Lo que en el original son dudas, aquí aparece como certezas. Las iniciales negativas de Brunhilde ante Siegfried, en esta versión se consideran simples repeticiones (y no la expresión de la naturaleza humana) y se cercenan sin más. Tampoco aparece esa escena, de fantástica intuición freudiana, en la que el héroe conoce el miedo cuando ve a la mujer desnuda. No es que, en el conjunto, la dramaturgia no fluya. Y mucho menos que la música escuchada no sea maravillosa.
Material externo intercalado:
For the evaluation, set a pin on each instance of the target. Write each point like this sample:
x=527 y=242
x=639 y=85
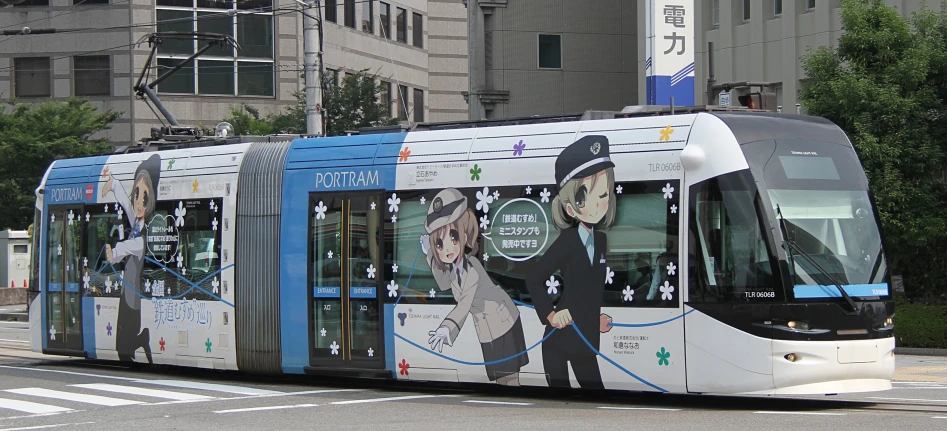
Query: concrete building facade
x=764 y=40
x=95 y=53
Pero, como si se hubiera presenciado la heroica actuación de un arquero que, habiéndose autoimpuesto el desafío de atajar con una mano atada a la cintura, concluyera el partido con apenas cinco goles en contra, resulta imposible no pensar, ante cada resolución más o menos afortunada, que los problemas no tenían otro motivo que su origen en una decisión desacertada.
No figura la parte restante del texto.